I use the term socialism in the meaning that it is supposed to be administrative phase where the ideals are enforced onto the population by vanguard socialist forces. The idea is that once the population internalizes all the socialist values, the final phase will be for the socialist vanguard to abolish themselves and true communist utopia is achieved.

This is the same logic. You will have DEI experts and CSR positions imposing Social Justice values upon the people administratively, but this is supposed to only exist until the true Social Justice is achieved voluntarily and automatically, until everybody internalizes critical consciousness and the system can be maintained from within so to speak. This aim goes in line with the overall acceptance that reality is socially constructed, if you do enough activism to change the people to accept certain values, it will in turn make people build better and more Socially Just society and reality. For instance the old classical Marxists-Leninists believed that [social]reality is constructed by mode of production and abolishing private property by socialist forces will change the material conditions of proletariat which will in turn lead to communism if carefully guided by The Party of course. Different concept in some sense, but one which share certain logic.

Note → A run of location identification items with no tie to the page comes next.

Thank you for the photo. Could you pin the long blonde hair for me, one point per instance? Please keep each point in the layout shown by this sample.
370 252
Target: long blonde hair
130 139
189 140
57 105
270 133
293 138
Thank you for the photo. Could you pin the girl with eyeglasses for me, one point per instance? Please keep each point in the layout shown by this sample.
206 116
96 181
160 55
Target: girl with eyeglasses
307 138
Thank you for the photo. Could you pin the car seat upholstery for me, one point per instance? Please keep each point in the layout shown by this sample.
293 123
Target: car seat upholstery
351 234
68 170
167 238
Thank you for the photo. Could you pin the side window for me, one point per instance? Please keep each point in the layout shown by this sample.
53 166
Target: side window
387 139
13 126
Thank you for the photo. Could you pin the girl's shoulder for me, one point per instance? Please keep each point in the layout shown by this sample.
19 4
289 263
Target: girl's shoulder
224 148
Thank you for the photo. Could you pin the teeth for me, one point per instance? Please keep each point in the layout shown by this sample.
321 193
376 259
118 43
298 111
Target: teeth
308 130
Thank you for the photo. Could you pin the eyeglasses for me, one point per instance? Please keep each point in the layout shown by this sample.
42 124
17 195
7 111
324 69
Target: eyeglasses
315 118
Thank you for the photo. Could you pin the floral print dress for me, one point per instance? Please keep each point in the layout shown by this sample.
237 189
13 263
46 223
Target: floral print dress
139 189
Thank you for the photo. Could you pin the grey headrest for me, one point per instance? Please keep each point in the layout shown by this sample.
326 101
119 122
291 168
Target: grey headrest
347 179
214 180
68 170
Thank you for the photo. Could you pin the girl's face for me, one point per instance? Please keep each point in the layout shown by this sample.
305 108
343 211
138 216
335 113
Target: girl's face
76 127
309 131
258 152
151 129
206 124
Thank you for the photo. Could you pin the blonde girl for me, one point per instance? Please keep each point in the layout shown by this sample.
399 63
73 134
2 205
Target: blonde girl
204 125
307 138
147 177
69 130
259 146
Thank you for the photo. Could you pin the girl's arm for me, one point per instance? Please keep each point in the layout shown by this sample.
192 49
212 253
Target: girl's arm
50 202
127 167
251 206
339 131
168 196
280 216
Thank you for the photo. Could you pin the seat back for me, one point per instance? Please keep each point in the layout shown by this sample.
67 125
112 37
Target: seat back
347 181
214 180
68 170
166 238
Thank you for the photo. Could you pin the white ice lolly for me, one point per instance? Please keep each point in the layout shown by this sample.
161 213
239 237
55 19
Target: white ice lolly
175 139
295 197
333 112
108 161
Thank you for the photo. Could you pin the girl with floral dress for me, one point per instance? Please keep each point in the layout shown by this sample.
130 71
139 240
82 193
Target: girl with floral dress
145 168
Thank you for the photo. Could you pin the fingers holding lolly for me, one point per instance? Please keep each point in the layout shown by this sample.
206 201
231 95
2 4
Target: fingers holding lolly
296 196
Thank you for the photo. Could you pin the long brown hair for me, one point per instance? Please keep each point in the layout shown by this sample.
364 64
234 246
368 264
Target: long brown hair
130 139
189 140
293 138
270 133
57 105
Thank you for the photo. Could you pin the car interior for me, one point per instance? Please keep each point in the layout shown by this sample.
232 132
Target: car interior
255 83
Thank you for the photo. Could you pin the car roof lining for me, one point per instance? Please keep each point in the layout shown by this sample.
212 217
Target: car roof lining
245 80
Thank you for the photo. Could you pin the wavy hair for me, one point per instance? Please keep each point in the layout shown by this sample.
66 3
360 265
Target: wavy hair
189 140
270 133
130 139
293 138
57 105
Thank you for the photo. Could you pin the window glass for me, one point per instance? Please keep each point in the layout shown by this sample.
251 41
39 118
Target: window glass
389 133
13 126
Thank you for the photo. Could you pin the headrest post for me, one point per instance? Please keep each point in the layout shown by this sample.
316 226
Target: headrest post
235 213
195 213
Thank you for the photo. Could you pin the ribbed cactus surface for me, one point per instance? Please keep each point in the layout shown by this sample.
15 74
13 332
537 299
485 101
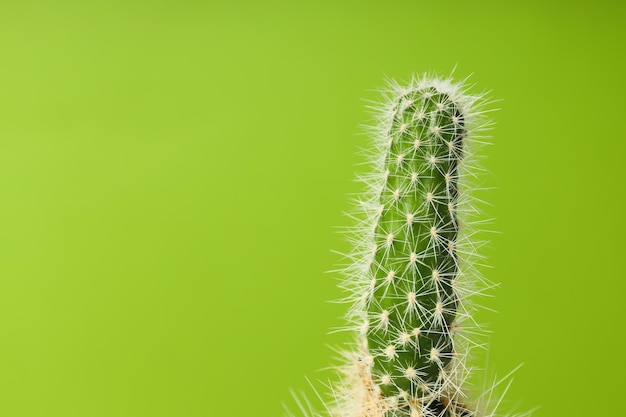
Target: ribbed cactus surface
414 266
412 307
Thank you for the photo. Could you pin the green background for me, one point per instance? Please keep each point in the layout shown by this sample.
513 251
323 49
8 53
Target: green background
171 174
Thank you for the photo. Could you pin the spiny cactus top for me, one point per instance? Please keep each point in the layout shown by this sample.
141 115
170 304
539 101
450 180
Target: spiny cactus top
410 274
414 265
412 306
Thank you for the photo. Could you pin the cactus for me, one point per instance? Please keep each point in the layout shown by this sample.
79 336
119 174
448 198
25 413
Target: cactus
414 260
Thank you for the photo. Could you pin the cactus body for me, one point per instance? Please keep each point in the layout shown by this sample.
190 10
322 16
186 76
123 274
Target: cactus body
412 306
414 262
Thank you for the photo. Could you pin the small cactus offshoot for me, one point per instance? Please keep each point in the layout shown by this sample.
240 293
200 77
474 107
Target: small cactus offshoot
415 263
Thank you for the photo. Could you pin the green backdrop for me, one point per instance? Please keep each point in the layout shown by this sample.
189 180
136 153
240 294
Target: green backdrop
171 174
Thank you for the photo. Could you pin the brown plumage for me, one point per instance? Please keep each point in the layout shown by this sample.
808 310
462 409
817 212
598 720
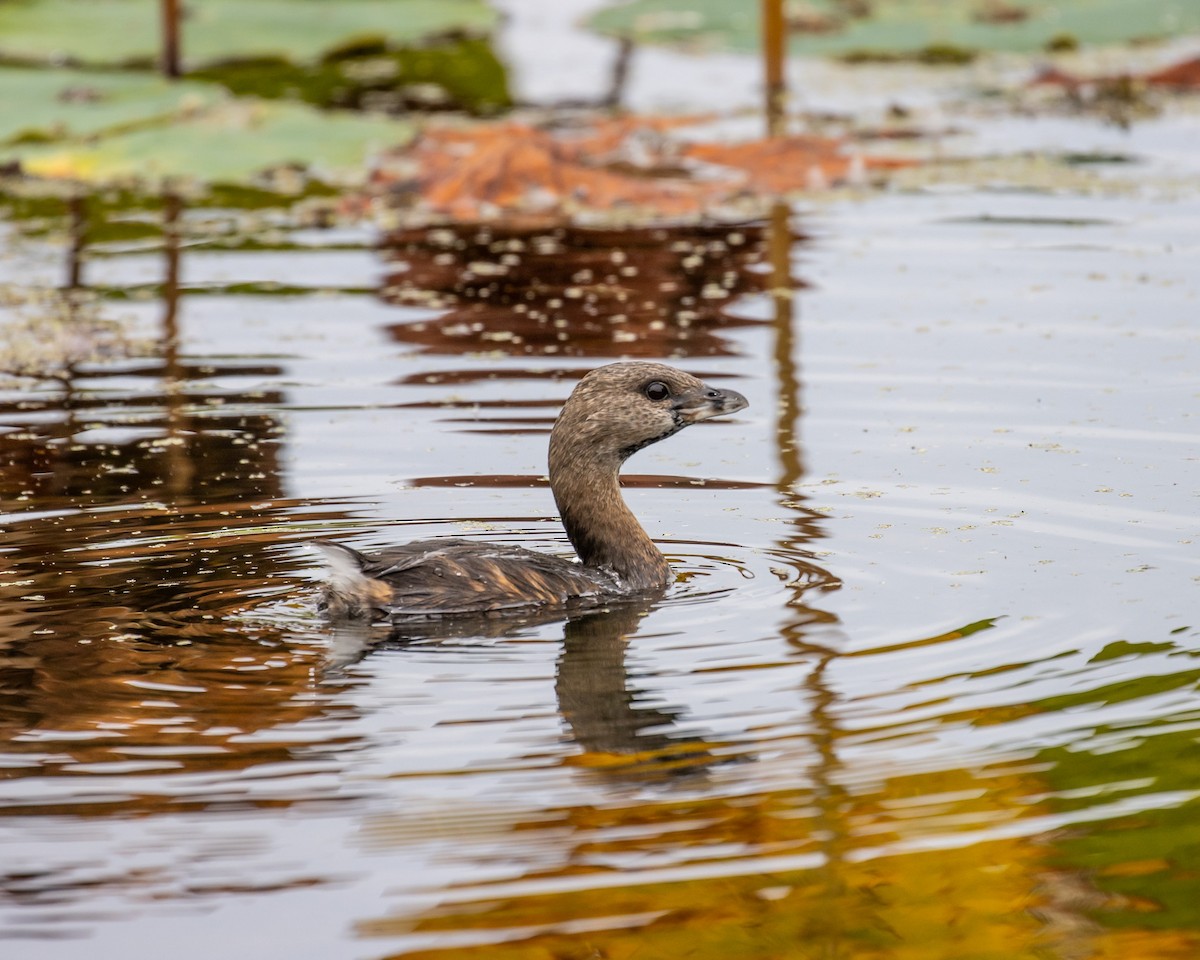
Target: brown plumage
613 412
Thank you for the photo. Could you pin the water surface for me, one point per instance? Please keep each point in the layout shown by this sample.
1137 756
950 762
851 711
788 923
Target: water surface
925 687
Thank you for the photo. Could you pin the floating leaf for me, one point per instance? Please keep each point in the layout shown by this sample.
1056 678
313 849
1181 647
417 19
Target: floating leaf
629 167
229 142
903 27
123 31
39 106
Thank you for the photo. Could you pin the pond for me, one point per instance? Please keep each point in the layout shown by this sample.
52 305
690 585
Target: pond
927 678
925 683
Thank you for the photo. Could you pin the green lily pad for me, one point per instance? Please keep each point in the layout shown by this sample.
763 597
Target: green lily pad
114 33
231 142
904 27
39 106
451 73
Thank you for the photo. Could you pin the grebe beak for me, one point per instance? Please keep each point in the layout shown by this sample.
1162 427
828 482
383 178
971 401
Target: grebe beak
707 402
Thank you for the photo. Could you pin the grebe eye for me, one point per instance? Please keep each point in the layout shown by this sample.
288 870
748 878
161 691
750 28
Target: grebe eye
657 390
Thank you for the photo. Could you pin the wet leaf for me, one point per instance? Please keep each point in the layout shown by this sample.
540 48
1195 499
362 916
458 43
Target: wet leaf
903 27
229 142
123 31
39 106
630 168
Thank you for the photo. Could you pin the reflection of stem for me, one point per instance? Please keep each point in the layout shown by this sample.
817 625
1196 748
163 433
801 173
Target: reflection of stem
831 825
783 292
180 468
77 213
773 37
616 95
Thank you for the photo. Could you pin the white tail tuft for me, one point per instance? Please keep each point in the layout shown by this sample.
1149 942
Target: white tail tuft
346 574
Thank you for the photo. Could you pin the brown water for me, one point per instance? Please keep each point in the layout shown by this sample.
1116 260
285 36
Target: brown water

Also I used the terms like commissars, censorship and socialism known for more than 100 years as an analogy for Chief Diversity and Inclusion Officers, Inclusion and Equity. As with all analogies it is not the same, but it shares some significant internal logic which I briefly explained. That is my assertion.

EDIT: I can also to use another example of Department of Anti-racism as proposed by Ibram X. Kendi. It should be "comprised of formally trained experts on racism and no political appointees" - which means no political control over "experts on racism" or in my parlance anti-racist commissars. This body should have no other authority, they just want to:

The DOA would be responsible for preclearing all local, state and federal public policies to ensure they won’t yield racial inequity, monitor those policies, investigate private racist policies when racial inequity surfaces, and monitor public officials for expressions of racist ideas. The DOA would be empowered with disciplinary tools to wield over and against policymakers and public officials who do not voluntarily change their racist policy and ideas.

This would literally mean constitutionally enshrining leading position of unelected anti-racist commissars over all public and private policy and personal governmental decisions in USA. For me it is preposterous that anybody even considers Kendi as anything but utmost danger to democracy.